Oh and my Hubby snores sometimes also, so I head for the couch.  I've rock and rolled most of my years with RA so I don't need a buzz saw echoing in my ear.  Glad that you Guys can get some sleep.    

  

Crazy-
Not sure if your post is a wake up call for me. I have been off all meds for a year, in a remission per my doctor- feeling like maybe I never had RA after all even though I lived through a horrific onset. lately it feels like it's creeping back but he says he doesn't see it.
Is it all going to come crashing down like it did for you?
Oh I hope not.

Much success to you in attaining remission once more!
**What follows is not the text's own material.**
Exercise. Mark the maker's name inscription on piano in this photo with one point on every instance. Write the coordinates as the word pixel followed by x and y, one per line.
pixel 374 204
  Yes indeed Golitho, we all deserve a remission this year.   Ugh!   I have a feeling that I’m going to get another diagnosis in 2012.   I won’t complain today though.   After a few hours of annoying pain, I feel Better now.   I’m on so many drugs that I’m not sure which ones are helping.   I’m thinking it’s the depo Medrol injection.   It would be Nice if it was the Actemra.   It could be that the weather is nicer today too.   As far as the run around, that’s just something that we’ve got to do right?   Shucks, you are similar to me then.   I even had an ovary removed but that was when I was younger.   That’s interesting that the Humira stopped working for you after the removal.   I’m happy that the Humira started working for you again, so that you could get off the Pred.   That’s a Plus/Plus.   Good for you and keep it up.   I read something about Remicade that can affect the intestines, I think.   More questions!   Y es and it’s weird what can happen to the human body in the first place.       I want a new body.